Cynon Valley’s Great Sports People
By John Penri Hillman, Abercwmboi
Sport in general springs invariably from a multitude of sources and usually derives from someone’s passing acquaintance with, or, if not one’s participating in, hearing about or seeing elsewhere before introducing to one’s own area of being. The clergy were another source by them being so close to the people and having moved around some. They introduced games, etc that were uncommon to specific areas. These soon became part and parcel of the people and a way of life.

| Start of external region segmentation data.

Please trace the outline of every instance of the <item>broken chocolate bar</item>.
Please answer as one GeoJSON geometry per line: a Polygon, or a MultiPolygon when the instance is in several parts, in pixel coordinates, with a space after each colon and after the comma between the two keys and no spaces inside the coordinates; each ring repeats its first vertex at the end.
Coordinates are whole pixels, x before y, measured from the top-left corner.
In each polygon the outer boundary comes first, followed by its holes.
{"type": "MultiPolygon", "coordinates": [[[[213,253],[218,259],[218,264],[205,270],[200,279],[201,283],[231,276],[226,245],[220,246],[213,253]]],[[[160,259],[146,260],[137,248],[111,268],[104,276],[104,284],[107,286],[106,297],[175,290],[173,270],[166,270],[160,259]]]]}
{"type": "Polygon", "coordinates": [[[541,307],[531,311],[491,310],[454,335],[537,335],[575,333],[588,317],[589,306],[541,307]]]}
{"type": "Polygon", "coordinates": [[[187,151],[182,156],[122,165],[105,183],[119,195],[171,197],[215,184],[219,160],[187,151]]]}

The sign swinging back and forth outside the Capcoch Inn, Abercwmboi shows a late 18th century or early 19th-century gentleman wearing a red cap not dissimilar to today’s baseball caps. The significance of this wearing apparel is the realisation that it reflects an earlier period when this red-capped gentleman wore his headgear whilst officiating at a mountain bare fist fight and/or a cock fighting episode that took place.
Visualise it – on a secret pitch of ground in the vicinity of Abercwmboi and/or other such sites along the Valleys area of land, mountain side or hidden dale. Mountain Fighting became part and parcel of Welsh lore and these brutally hard men walked many a mountainous track to engage in bare fist fights that left them bloody and broken.
George Jones, a blacksmith who resided in Abercwmboi often walked over to the Rhondda to engage in such combats. One of the ploys of hardening the skin was to pickle the fists in brine and also to wash/soak other parts, especially one’s face, in order to toughen the skin. A round would conclude when one of the fighters fell to the ground. One might witness a situation where a round would last a few seconds or a minute or several minutes into 10 or more. Usually hidden away from the law-word got around as to when a fight was to take place, but the various secrecy alone helped to make sure the fight took place.
The ring consisted of 4 railway sleepers for corner posts and coiled wire used in colliery workings for the ropes. Many a fighter had his back cut open because of the very nature of the “ring” structure, especially the “ropes”.
Later boxing halls appeared and boxing was governed by a set of rules that at least gave some protection to those involved. Each valley had its venue of note and the populace frequented these arenas with vigour only surpassed by the activities taking place inside the boxing rings.